The company also reached an agreement to sell its wheels business for $180 million to Brazilian producer Iochpe-Maxion. The deal is expected to close by Sept. 23.

Chairman and Chief Executive Charles McClure said market conditions will "remain tough" through our fourth fiscal quarter, but ArvinMeritor is "taking appropriate actions" to offset the challenges to remain in compliance with its year-end credit line financial covenant. The company said the North American and European markets remain depressed, while South America and Asia Pacific continue to show signs of improvement.

The results could be seen as further evidence that the company's efforts to cut costs, streamline operations and manage working capital are gaining traction. Weak demand has led to industrywide cuts in production, jobs and dividends. In May, ArvinMeritor credited some 3,000 job cuts since October for its projected annual savings of $430 million. Streamlining moves also have included announcing in June that it would sell its stakes in two joint ventures in its light-vehicle chassis business.

For the quarter ended June 30, the maker of integrated systems, modules and components serving commercial truck and light vehicles makers swung to a loss of $162 million, or $2.23 a share, from a year-earlier profit of $44 million, or 60 cents a share. Excluding restructuring charges and tax-related charges, the company would have recorded a 39-cent per share loss from continuing operations, compared with prior year earnings of 66 cents per share.

Analysts polled by Thomson Reuters most recently put the projected loss, excluding items, at 31 cents a share.

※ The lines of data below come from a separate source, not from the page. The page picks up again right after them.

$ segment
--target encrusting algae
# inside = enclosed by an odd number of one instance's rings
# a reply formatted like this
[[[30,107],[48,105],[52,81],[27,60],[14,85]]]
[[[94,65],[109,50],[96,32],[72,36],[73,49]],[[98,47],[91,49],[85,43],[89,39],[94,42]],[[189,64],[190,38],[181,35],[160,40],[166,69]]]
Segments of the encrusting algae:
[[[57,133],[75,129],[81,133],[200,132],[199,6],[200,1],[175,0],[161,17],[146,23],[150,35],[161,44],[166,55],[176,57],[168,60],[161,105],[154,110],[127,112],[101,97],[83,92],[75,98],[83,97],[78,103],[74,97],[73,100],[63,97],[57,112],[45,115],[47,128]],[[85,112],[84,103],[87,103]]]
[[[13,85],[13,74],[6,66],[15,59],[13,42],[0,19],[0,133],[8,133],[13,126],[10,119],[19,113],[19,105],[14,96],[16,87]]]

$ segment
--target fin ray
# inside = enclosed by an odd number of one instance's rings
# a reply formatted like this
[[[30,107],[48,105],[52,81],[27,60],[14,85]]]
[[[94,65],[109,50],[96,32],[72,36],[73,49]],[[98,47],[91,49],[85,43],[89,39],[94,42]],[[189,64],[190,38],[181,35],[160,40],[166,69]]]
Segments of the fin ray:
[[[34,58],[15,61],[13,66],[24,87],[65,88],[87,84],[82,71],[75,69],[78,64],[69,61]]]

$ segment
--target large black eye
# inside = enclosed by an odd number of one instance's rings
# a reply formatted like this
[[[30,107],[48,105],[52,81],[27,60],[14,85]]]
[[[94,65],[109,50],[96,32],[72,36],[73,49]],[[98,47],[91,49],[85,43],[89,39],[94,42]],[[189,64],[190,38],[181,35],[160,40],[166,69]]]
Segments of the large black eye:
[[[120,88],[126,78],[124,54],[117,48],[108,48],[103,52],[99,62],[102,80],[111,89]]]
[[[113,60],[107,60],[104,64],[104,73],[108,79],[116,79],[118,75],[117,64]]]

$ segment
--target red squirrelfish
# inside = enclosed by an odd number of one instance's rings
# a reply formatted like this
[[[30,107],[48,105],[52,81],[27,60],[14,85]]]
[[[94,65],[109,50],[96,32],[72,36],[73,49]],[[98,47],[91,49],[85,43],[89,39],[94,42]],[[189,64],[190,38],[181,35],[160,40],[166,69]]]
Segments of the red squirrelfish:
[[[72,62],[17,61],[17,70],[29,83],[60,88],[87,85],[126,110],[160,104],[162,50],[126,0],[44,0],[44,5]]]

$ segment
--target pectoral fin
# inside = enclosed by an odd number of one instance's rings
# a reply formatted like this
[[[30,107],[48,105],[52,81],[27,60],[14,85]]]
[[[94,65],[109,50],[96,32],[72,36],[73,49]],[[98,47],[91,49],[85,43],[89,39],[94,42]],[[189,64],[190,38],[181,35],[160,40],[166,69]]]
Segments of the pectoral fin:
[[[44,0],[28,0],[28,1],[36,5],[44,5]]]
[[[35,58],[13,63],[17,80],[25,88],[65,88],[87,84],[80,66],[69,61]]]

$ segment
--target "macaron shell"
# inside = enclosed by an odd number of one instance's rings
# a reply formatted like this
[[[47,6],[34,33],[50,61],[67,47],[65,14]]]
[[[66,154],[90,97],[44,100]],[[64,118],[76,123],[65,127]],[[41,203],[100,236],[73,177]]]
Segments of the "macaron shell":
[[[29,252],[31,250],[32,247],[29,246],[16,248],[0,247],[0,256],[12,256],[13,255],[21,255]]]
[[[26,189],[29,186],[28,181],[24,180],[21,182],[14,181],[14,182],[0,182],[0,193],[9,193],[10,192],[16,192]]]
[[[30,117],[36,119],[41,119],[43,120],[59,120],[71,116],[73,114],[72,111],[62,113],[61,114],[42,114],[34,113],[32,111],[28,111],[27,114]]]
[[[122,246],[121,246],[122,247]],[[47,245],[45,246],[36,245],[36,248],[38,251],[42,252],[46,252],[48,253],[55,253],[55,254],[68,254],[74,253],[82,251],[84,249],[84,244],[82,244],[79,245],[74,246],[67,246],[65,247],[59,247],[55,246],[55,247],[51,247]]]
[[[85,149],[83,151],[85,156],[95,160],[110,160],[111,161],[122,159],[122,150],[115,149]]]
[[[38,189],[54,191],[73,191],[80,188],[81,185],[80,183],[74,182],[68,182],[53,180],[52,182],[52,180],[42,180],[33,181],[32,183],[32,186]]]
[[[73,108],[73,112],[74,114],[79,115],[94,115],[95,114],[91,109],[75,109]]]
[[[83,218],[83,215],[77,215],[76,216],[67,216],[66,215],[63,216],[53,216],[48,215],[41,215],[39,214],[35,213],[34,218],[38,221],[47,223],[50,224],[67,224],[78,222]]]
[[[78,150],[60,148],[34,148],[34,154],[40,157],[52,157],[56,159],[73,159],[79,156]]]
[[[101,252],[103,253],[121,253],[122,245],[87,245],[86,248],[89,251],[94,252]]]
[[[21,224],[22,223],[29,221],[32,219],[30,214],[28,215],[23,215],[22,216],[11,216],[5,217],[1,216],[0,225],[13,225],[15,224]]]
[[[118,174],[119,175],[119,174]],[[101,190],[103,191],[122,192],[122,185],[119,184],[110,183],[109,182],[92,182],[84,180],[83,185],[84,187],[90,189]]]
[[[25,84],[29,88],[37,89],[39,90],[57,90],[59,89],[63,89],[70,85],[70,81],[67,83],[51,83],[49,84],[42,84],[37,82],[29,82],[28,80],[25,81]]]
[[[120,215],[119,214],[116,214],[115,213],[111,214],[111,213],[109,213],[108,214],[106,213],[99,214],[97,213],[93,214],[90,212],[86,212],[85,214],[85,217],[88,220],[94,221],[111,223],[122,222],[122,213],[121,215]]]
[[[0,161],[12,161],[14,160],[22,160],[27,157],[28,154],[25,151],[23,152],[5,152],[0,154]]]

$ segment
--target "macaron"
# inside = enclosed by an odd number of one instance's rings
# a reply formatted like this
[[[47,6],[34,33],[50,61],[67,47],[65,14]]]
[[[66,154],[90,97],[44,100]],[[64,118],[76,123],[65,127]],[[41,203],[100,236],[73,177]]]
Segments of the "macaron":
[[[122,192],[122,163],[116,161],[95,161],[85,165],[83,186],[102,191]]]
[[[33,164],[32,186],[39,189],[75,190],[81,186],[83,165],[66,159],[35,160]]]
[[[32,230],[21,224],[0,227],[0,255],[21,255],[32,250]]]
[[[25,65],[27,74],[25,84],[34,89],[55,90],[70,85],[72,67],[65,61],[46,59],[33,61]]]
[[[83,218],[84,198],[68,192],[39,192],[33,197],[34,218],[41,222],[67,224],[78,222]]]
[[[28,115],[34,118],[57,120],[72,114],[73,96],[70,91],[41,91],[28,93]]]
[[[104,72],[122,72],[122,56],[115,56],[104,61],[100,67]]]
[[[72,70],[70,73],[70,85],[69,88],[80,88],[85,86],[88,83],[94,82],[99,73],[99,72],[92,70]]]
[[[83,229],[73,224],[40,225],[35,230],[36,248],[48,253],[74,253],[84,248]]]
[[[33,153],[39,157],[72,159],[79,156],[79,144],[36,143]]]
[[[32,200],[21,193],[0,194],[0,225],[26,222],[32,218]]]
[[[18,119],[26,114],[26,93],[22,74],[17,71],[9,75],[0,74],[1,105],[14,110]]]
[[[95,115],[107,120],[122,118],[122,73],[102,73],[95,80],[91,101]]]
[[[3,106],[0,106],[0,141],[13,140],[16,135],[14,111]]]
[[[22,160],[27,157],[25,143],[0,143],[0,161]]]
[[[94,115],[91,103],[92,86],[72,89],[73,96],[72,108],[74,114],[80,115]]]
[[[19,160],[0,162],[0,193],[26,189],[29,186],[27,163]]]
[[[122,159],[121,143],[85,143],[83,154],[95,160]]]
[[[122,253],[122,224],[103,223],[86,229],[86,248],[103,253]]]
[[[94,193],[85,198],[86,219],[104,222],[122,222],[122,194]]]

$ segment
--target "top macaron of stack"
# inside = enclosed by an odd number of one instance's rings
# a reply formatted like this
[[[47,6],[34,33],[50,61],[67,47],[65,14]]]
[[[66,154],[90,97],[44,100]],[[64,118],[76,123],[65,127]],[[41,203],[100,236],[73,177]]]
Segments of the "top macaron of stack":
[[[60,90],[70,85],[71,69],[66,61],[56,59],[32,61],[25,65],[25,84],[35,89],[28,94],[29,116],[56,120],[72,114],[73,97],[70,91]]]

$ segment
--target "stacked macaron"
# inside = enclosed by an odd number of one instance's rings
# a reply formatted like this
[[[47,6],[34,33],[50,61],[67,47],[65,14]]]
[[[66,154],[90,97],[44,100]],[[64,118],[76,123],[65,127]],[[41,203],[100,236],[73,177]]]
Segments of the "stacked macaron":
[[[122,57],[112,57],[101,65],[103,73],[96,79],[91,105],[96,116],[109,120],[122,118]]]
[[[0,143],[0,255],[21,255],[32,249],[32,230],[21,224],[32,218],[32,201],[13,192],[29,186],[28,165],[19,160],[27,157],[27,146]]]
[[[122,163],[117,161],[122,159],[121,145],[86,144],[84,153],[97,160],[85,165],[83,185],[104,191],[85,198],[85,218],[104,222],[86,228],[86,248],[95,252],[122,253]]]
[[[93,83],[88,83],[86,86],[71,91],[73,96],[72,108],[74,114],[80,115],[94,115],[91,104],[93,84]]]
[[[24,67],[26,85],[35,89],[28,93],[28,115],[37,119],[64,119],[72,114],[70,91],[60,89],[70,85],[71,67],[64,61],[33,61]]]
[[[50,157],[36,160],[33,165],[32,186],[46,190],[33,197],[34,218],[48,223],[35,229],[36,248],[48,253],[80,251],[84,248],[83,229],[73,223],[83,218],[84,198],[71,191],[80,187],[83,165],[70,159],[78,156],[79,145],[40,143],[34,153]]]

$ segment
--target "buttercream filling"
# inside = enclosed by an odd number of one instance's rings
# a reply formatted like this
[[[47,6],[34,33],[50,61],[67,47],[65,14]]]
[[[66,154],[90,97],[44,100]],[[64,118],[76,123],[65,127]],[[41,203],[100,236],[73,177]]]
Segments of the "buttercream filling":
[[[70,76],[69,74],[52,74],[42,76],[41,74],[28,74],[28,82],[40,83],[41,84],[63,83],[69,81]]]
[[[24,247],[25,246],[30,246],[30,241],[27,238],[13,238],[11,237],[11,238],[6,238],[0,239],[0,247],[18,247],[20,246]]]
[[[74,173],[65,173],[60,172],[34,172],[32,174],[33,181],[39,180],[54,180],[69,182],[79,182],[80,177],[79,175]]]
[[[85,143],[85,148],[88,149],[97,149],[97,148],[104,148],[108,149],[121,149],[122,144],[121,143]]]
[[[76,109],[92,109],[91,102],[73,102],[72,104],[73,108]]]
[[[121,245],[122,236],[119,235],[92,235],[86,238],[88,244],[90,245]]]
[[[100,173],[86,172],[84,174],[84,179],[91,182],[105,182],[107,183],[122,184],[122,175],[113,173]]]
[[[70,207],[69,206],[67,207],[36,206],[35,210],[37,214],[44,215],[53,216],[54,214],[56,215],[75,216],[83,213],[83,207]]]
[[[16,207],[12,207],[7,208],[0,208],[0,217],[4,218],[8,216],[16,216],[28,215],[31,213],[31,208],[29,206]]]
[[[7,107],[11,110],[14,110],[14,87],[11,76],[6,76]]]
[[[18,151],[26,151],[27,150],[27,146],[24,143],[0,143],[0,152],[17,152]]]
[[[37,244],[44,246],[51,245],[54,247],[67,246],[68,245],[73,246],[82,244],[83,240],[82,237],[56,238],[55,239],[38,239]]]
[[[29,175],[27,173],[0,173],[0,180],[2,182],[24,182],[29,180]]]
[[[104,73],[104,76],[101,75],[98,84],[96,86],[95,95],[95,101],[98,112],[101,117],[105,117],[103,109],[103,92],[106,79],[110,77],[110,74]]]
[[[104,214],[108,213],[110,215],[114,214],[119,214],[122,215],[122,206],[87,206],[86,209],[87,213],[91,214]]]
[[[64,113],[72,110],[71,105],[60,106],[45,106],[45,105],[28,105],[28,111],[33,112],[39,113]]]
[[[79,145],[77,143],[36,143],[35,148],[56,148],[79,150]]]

Sales plunged 47% to $993 million, reflecting significantly lower production volume in most global original-equipment markets. The drop was 42%, excluding foreign-exchange impacts. The revenue figure was well below ArvinMeritor's forecast for "about flat" revenue. Analysts were expecting $1.21 billion.

Gross margin fell to 7.8% from 9.6%.

Sales at its commercial-vehicle systems business - its largest by far - plunged by half to $683 million as profit in the unit dived 70%. The company said the margin decline was about 30% - an achievement considering its big sales drop, it said, crediting operational improvements, restructuring efforts and cost-cutting.